Are any estimates to move the Semiahmoo Peninsula's waterfront rail lines more than just a guess?

Best guesses are just that – guesses.

When BNSF officials tell a Canadian parliamentary committee that moving White Rock and South Surrey’s waterfront rail route inland will cost “billions,” it is – as South Surrey-White Rock Conservative MP and committee member Dianne Watts rightly pointed out to Peace Arch News, and BNSF freely admitted – a figure pulled from the air.

But are the only other estimates – produced at a community forum initiated by then-Surrey-mayor Watts in November 2013 – any less of a guess?

Those estimates pegged the cost, then, at somewhere in the $350-450 million range. But with all due respect to the city staff who produced these figures, it’s likely they were not the result of any detailed engineering study.

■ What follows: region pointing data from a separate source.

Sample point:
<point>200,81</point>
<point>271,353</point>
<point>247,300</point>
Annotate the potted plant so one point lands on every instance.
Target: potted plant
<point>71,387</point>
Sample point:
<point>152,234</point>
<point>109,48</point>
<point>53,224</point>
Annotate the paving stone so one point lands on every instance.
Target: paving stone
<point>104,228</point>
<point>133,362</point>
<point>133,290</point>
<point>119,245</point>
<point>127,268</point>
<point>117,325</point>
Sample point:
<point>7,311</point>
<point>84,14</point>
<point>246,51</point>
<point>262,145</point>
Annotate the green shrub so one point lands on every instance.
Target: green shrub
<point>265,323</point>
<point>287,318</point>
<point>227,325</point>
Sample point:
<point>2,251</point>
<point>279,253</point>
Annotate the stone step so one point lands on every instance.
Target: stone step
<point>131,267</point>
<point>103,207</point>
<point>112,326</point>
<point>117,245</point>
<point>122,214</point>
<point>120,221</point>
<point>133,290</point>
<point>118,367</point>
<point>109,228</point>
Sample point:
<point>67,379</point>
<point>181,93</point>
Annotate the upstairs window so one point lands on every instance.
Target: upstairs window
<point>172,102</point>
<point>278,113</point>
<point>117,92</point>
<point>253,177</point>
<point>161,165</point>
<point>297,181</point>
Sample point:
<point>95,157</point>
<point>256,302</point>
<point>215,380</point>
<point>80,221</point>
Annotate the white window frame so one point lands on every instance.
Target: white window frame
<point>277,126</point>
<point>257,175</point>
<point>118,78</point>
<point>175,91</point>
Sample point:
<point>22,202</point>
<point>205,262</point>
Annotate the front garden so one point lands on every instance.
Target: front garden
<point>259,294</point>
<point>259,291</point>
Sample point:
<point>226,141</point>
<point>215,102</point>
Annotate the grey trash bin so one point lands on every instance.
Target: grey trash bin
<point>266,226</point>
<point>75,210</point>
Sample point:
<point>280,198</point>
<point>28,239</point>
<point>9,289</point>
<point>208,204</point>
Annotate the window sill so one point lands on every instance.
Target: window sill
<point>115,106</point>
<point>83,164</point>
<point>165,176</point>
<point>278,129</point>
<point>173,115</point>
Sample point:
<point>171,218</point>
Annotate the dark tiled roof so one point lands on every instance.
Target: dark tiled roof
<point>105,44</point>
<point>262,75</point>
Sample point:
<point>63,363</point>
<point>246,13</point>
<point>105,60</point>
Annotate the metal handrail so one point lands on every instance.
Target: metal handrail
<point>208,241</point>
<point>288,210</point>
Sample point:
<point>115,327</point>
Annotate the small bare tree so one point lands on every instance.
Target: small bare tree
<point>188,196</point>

If the BNSF, with all its resources, hasn’t even begun to do this kind of analysis – as was clearly evident from comments senior railway management who appeared before the Standing Committee on Transport, Infrastructure and Communities in Ottawa last week – it’s a fair bet that the two cities haven’t ponied-up for a serious engineering study either.

The fact is – whether you stand for or against rail relocation – no one has yet begun to do the all-important math on the proposition. At this point, it’s all guesswork.

On this basis we’d be willing to grant an edge to those actually in the business of building, running and upgrading railways – even taking into account BNSF’s evident reluctance, to date, to even contemplate the idea of relocation.

In the absence of an exhaustive engineering study of this particular terrain, best guesses by outsiders, right now, are based on comparisons with other similar rail-line work done by BNSF elsewhere. But the railway advises such comparisons are deceptive.

Relocation has been a topic of discussion for years, of course, but it’s interesting that it is only now – with the investigation of the Standing Committee – that BNSF is saying it would be prepared to look at the idea.

It begs the question of what work elected officials of Surrey and White Rock have actually done on the issue to this point.